Ich kann das nur bestätigen. Nein der Zuschauer ist nicht Schuld, wenn etwas schief geht, ein Kunststück nicht funktioniert, der Zuschauer nicht verstanden hat was er machen soll. Es ist die einzig die Aufgabe des Künstlers. Zuschauerhandling ist ungemein wichtig. Die Psychologie die dahinter steckt, Reaktionen des Publikums, des Zuschauers der mit hilft. Ein Zuschauer soll eine Zaubershow genießen können. Er soll ohne Angst in eine Zaubershow gehen können. Er soll die Liebe zu dieser wunderbaren Kunst fühlen, spüren können, er soll sich verzaubern können und in eben diese wunderschöne Welt eintauchen. Es gibt so viele „Kunststücke“ die darauf ausgelegt sind Zuschauer zu demütigen für einen Lacher aus dem Publikum. Das hat definitiv nichts mit Zauberkunst zu tun.
Bitte keine billigen Gags auf Kosten eines Zuschauers, jeder wirklich jeder der in eine Zaubershow hineingeht soll mit einem wunderschönen Gefühl, ich habe gerade wirklich einen magischen Moment erlebt, nach Hause gehen.
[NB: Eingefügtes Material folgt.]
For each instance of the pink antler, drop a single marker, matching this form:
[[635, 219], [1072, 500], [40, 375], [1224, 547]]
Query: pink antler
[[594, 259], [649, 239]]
Er soll genießen!!!!.
Das ist aber oft ein Problem von Hobbyzauberern oder von solchen, die das nebenbei machen. Deswegen sollte man bei der Wahl eines richtigen für das Event entsprechenden Zauberkünstlers gut auswählen. Und in diesem Falle ist es oft besser mehr zu bezahlen als sich die Veranstaltung kaputt machen zu lassen.
Danke für diese ehrlichen und wichtigen Worte!
Danke für deinen Kommentar, ich werde an der Stelle wieder ansetzen und noch einen zweiten Teil der Gedanken schreiben, wo es mehr um die unterstützende Hilfe der Zuschauer geht oder darum, sind wir Zauberer auf der Seite des Zuschauers?